Your project directory is mounted into the container at the same absolute path. So a file at ~/workspace/my_project/src/my_package on the host is accessible at the same path from inside the container.

You can open your project sources in your favorite editor directly from the host, since the project directory is a regular directory in your home.

Shell access

bbx shell [CMD [ARGS...]]

Without arguments, opens an interactive ZSH shell inside the container with a full TTY. All BuildBox commands are available without the bbx prefix:

bash
bbx shell
# inside the container:
target set myplatform
build my_package

The environment (target, cross-compilation variables, tools) is refreshed before every command.

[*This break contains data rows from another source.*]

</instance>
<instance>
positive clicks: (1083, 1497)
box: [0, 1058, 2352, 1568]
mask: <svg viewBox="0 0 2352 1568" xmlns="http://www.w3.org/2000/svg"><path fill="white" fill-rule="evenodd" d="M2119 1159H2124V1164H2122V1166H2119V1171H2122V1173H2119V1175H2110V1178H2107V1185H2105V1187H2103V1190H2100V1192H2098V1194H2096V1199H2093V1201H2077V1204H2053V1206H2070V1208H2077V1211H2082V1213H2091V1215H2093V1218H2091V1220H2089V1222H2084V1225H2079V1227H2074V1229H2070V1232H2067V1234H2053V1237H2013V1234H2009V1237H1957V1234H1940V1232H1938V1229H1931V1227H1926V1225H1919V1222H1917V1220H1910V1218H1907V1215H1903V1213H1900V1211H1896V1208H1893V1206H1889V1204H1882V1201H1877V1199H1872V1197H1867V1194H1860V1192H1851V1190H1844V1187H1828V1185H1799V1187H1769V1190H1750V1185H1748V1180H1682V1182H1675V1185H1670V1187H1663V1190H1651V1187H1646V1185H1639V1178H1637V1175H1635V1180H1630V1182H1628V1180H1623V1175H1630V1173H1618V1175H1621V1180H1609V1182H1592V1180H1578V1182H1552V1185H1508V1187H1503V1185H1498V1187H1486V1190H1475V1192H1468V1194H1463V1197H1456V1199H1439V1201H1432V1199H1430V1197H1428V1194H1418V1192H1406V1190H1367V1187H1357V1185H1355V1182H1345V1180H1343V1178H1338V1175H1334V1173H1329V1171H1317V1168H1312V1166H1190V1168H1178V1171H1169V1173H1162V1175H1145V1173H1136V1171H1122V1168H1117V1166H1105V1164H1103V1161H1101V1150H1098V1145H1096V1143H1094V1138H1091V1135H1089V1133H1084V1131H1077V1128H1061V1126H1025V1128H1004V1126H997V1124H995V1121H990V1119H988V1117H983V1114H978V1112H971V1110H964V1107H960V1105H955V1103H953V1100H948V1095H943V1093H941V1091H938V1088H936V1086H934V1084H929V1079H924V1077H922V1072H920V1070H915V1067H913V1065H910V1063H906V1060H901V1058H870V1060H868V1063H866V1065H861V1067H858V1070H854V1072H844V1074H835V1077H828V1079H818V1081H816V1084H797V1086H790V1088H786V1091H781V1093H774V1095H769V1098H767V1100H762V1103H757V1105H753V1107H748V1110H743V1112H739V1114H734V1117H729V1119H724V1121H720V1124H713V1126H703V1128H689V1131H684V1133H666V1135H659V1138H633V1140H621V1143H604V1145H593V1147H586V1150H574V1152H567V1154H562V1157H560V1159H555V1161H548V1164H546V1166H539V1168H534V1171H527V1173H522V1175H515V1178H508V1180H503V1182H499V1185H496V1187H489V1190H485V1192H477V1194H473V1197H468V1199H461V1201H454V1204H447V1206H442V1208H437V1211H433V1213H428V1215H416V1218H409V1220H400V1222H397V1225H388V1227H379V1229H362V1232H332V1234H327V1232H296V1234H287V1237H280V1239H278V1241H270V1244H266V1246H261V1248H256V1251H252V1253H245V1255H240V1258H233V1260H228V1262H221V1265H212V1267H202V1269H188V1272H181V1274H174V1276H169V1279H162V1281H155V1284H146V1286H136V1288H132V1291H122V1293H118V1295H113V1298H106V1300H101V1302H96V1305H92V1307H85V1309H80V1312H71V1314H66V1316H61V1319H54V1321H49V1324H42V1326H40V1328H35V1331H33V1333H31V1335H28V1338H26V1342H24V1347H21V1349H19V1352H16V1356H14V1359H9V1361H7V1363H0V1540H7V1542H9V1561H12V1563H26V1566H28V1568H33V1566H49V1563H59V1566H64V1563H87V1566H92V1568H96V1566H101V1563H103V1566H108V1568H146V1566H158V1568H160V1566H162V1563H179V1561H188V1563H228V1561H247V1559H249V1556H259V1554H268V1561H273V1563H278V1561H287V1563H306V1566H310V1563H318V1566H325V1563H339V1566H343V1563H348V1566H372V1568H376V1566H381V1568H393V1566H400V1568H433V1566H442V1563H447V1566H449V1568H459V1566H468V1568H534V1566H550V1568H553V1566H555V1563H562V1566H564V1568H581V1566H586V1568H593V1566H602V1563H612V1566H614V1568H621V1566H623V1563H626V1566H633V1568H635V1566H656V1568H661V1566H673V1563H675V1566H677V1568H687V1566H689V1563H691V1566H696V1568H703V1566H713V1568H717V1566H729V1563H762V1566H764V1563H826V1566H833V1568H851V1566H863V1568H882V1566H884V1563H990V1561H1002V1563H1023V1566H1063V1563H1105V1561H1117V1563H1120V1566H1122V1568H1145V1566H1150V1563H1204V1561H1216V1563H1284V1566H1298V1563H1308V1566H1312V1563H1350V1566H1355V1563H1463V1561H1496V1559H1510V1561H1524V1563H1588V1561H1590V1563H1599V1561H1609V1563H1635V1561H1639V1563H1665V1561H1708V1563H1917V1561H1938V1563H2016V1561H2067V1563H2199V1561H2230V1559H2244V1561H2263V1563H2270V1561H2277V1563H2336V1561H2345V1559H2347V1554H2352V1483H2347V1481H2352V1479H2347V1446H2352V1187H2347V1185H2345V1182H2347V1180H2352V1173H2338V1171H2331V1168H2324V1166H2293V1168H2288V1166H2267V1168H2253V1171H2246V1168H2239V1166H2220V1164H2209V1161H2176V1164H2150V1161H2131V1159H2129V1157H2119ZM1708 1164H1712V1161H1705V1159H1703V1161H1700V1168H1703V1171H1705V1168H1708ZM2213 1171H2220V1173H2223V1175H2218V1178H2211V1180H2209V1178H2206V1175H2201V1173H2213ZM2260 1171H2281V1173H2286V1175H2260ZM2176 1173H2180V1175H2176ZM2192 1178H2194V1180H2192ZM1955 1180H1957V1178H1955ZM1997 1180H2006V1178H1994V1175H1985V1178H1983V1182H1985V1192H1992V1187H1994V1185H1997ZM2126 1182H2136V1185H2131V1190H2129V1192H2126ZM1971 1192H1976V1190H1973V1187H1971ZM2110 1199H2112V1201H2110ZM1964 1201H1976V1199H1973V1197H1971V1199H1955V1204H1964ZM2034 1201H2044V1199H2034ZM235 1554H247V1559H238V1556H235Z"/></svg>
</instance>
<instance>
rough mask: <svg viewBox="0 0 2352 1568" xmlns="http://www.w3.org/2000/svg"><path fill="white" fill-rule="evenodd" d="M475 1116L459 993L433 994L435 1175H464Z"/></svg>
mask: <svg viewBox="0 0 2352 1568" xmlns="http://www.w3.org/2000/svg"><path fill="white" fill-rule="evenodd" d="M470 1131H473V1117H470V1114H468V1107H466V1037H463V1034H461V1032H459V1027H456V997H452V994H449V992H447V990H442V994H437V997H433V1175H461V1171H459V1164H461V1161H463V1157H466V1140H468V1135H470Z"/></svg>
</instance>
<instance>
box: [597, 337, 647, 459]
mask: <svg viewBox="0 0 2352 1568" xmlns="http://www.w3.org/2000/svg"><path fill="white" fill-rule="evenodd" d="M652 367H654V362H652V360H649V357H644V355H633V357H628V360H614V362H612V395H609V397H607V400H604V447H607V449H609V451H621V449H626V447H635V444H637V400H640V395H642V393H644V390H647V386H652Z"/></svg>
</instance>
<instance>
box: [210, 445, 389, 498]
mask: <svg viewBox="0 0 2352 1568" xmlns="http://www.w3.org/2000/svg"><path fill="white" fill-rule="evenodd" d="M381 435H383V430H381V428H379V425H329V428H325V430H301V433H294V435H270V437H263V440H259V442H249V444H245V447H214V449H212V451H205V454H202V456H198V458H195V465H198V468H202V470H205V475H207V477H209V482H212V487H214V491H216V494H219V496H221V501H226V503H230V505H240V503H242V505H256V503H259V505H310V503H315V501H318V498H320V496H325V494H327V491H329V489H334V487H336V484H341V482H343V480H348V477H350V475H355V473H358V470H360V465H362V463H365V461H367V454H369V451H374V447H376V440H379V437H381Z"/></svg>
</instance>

With arguments, runs the command directly inside the container without allocating a TTY, making it suitable for scripting and CI pipelines:

bash
bbx shell make -C src/my_package check
bbx shell bash -c "find /usr/lib -name '*.so' | wc -l"

The container's BuildBox environment (BB_PROJECT_DIR, BB_TARGET, etc.) is available to the command. For shell constructs such as pipes or redirects, pass them to an explicit shell:

bash
bbx shell bash -c "bb_get_package_revision \$(bb_find_matching_packages 0 my-pkg)"

The exit code of CMD is forwarded to the caller.

Host applications

BuildBox can run few host applications, allowing to invoke them from its interactive shell (bbx shell).

Supported applications are:

  • code, which calls Visual Studio Code,
  • meld, a file comparison tool,
  • gitk, a Git repository browser,
  • nautilus, Gnome file browser, by default running in current directory,
  • evince, Gnome PDF reader,
  • gedit, Gnome file editor.

X11 applications

GUI applications can be run from BuildBox seamlessly, through host's X11 server. As BuildBox container user ID and group ID are the same as your host's ones, there is nothing special to do to allow BuildBox to use host's X11 server.